Perde o lume dos olhos, pasma e treme,
Pálida a cor, o aspecto moribundo;
Com mão já sem vigor, soltando o leme,
Entre as salsas escumas desce ao fundo.
Mas na onda do mar, que, irado, freme,
Tornando a aparecer desde o profundo,
– Ah! Diogo cruel! – disse com mágoa, –
e sem mais vista ser, sorveu-se na água.
DURÃO, Frei José de Santa Rita. Caramuru. In: Hernâni Cidade – Santa Rita Durão. Rio de Janeiro: Agir, 1957. p. 88.

MEIRELLES, Vitor. Moema.
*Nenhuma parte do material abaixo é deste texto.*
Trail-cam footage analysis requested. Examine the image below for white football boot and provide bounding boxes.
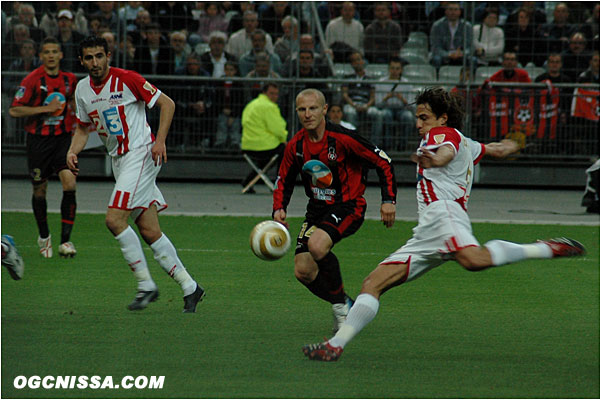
[2,235,25,281]
[38,235,52,258]
[58,242,77,257]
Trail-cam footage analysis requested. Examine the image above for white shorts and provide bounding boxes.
[109,144,167,220]
[380,200,480,282]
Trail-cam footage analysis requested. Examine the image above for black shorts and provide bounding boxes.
[295,198,367,254]
[27,133,71,185]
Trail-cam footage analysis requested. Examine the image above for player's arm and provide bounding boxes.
[411,144,456,168]
[8,97,62,118]
[151,93,175,165]
[484,139,520,158]
[67,123,89,175]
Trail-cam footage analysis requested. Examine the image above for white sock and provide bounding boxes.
[150,233,196,296]
[115,226,157,292]
[329,293,380,347]
[484,240,553,265]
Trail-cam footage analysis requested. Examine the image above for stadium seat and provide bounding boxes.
[438,65,462,83]
[403,64,436,82]
[474,66,501,85]
[400,48,428,64]
[365,64,388,79]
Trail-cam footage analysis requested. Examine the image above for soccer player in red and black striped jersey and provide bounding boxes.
[9,37,77,258]
[273,89,396,331]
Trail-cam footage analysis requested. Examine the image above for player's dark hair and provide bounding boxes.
[40,36,62,50]
[78,36,109,57]
[415,87,465,130]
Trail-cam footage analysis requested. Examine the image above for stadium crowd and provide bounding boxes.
[2,1,599,154]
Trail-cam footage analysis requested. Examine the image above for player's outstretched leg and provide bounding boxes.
[150,233,205,313]
[2,235,25,281]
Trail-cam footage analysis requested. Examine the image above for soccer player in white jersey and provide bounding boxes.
[303,88,585,361]
[67,36,204,313]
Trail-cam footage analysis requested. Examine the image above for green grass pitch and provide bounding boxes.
[1,213,600,398]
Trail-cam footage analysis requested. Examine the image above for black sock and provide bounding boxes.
[31,196,50,239]
[317,251,345,304]
[61,190,77,244]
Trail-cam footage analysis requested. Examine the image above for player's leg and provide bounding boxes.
[58,169,77,257]
[136,204,204,312]
[455,238,585,271]
[106,208,159,311]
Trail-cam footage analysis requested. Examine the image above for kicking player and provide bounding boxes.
[273,89,396,332]
[9,37,77,258]
[303,88,585,361]
[67,36,204,313]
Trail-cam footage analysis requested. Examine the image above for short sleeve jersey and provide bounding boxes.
[75,67,161,156]
[11,66,77,136]
[417,127,486,212]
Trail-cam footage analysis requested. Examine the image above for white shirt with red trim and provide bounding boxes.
[75,67,161,156]
[417,127,486,213]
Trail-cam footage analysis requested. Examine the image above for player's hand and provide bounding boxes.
[380,203,396,228]
[46,97,63,114]
[273,208,288,229]
[150,142,167,167]
[67,152,79,176]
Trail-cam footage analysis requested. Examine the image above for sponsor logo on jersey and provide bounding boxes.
[143,81,157,95]
[15,86,25,100]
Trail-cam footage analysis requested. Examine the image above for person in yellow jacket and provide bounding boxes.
[240,83,288,193]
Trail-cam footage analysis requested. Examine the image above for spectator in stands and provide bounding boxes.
[57,10,84,72]
[148,1,192,34]
[505,9,546,66]
[376,55,416,150]
[93,1,119,33]
[168,31,192,75]
[342,51,382,146]
[261,1,290,41]
[578,3,600,50]
[578,50,599,84]
[225,10,273,60]
[227,1,256,34]
[540,3,575,54]
[364,1,403,63]
[328,103,357,130]
[197,2,228,43]
[483,51,532,86]
[474,8,505,65]
[239,29,282,75]
[136,22,171,75]
[117,1,146,32]
[240,82,288,194]
[430,1,473,70]
[561,32,591,82]
[504,1,547,31]
[200,31,238,78]
[282,33,332,77]
[213,61,244,149]
[244,52,281,103]
[273,15,299,65]
[326,1,364,59]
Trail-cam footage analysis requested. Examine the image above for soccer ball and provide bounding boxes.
[250,221,290,261]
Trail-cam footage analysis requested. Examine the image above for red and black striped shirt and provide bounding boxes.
[273,122,397,211]
[11,65,77,136]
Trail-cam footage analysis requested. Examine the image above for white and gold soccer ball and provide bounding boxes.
[250,221,290,261]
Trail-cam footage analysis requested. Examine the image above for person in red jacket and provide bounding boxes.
[273,88,396,332]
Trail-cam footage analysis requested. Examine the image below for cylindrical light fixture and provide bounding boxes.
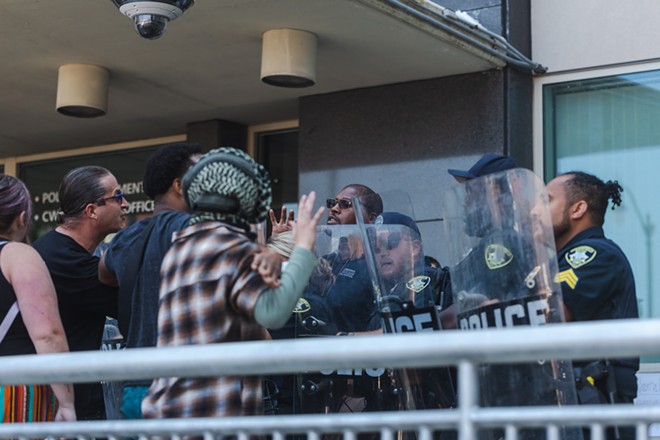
[261,29,317,87]
[56,64,110,118]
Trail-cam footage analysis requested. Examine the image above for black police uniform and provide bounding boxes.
[557,226,639,403]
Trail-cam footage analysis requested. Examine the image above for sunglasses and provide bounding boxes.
[374,232,401,254]
[325,199,353,209]
[96,192,124,206]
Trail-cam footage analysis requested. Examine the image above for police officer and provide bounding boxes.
[547,172,639,438]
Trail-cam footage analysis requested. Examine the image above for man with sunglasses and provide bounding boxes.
[98,142,202,419]
[325,184,383,333]
[34,166,128,420]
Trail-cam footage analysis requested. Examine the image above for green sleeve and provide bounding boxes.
[254,247,318,329]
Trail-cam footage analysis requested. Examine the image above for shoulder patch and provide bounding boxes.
[564,245,597,269]
[406,275,431,293]
[484,244,513,270]
[555,269,580,290]
[292,298,312,313]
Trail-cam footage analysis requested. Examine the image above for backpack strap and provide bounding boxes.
[0,301,19,342]
[0,240,19,343]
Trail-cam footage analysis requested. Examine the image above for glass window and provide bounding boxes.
[18,146,158,240]
[543,70,660,317]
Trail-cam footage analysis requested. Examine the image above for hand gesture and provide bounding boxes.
[293,191,325,251]
[268,206,294,235]
[252,248,282,289]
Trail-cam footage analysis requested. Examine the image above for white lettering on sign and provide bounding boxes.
[382,308,440,333]
[41,209,57,223]
[121,182,143,194]
[41,191,60,203]
[458,296,548,330]
[126,200,154,214]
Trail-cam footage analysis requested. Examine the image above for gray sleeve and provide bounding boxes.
[254,247,318,329]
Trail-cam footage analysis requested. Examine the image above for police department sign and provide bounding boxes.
[457,295,549,330]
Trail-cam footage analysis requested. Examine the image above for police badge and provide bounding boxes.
[406,275,431,293]
[566,246,597,269]
[484,244,513,270]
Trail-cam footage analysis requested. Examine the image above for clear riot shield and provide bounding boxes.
[293,225,398,413]
[353,192,456,410]
[442,169,581,439]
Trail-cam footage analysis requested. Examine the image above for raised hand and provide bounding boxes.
[293,191,325,251]
[268,206,294,235]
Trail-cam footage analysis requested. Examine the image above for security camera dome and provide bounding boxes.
[134,14,169,40]
[112,0,194,40]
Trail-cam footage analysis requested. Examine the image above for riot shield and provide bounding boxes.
[293,225,398,413]
[442,169,581,439]
[353,192,456,416]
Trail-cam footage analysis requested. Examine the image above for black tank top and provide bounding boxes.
[0,241,36,356]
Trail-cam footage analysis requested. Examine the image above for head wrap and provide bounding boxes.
[183,148,272,232]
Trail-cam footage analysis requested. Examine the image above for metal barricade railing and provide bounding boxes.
[0,320,660,440]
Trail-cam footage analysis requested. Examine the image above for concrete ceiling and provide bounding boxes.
[0,0,497,158]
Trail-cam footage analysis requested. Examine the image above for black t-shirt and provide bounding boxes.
[324,254,380,332]
[557,227,639,398]
[34,230,117,420]
[105,212,190,348]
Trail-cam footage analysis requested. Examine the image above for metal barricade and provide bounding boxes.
[0,319,660,440]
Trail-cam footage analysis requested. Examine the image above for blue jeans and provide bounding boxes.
[121,385,149,419]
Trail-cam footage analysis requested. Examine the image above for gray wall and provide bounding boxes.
[299,71,510,259]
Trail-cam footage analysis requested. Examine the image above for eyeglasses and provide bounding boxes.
[325,199,353,209]
[374,232,401,254]
[96,192,124,206]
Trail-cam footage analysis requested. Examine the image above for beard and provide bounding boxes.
[552,209,571,240]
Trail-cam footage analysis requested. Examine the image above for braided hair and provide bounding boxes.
[562,171,623,226]
[183,148,272,233]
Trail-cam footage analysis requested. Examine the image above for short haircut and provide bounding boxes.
[0,174,32,232]
[561,171,623,226]
[342,183,383,215]
[142,142,202,200]
[58,165,111,223]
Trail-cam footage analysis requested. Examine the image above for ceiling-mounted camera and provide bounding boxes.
[112,0,195,40]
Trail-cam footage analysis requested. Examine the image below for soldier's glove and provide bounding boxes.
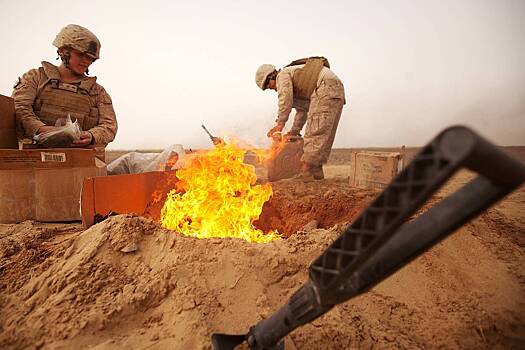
[285,128,301,137]
[266,123,284,137]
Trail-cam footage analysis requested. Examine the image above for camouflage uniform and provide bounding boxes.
[13,62,117,146]
[276,65,345,166]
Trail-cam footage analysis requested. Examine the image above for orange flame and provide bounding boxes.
[161,143,281,243]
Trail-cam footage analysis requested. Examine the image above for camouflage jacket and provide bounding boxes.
[12,62,117,146]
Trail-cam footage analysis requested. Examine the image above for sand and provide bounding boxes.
[0,150,525,349]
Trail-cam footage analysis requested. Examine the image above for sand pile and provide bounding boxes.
[0,176,525,349]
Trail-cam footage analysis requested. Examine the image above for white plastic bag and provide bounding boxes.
[107,144,184,175]
[33,114,80,148]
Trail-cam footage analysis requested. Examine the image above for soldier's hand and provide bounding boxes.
[36,125,57,134]
[266,123,284,137]
[73,131,93,147]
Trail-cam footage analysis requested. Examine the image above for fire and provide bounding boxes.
[161,142,281,243]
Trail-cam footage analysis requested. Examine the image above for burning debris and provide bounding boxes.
[161,142,281,243]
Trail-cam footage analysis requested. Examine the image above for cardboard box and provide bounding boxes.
[80,170,178,228]
[0,148,106,223]
[349,151,403,189]
[0,95,18,149]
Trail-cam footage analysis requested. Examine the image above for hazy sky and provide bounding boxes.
[0,0,525,149]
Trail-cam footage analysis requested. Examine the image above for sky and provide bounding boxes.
[0,0,525,150]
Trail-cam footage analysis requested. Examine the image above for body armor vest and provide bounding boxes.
[33,65,99,130]
[286,56,330,100]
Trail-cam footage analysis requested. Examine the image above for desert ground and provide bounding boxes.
[0,147,525,349]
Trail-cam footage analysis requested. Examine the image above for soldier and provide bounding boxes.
[255,57,345,180]
[13,24,117,147]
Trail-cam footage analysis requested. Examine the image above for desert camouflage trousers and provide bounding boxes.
[301,79,345,165]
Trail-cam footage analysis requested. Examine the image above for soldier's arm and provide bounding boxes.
[276,71,293,125]
[12,69,45,137]
[88,87,118,146]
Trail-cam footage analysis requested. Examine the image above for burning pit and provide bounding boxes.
[154,142,376,239]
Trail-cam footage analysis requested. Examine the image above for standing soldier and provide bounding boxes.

Disponível em: https://saopauloantiga.com.br/wp-content/uploads/2012/11/Moema_AIB1922.jpg. Acesso em: 14 mar. 2016.
Verifica-se, entre a pintura e o excerto apresentados, uma relação intertextual, na medida em que ambos tematizam
a morte, que se dá de forma gradativa no fragmento e de um modo direto na pintura.
a solidão, que se dá de maneira prolixa no fragmento e de forma abstrata na pintura.
o grotesco, que se dá de modo objetivo no excerto e de maneira indireta na pintura.
a gratidão, que se dá de maneira paradoxal no excerto e de modo incisivo na pintura.
o ódio, que se dá de maneira simplista no fragmento e de maneira obscura na pintura.
Gabarito:
a morte, que se dá de forma gradativa no fragmento e de um modo direto na pintura.
[A]
A relação entre o texto árcade e a pintura se revela na representação da morte de Moema, personagem de Caramuru. No poema, a heroína perde forças aos poucos: os olhos se cerram, as mãos soltam o leme, ela cai na água, sente a ira, e é engolida pelo mar. Na pintura, por outro lado, o efeito dessas circunstâncias é condensado - numa imagem que mostra Moema já morta, jazendo sobre a areia.
A relação é explícita, mas a cena se apresenta sob perspectivas e temporalidades distintas.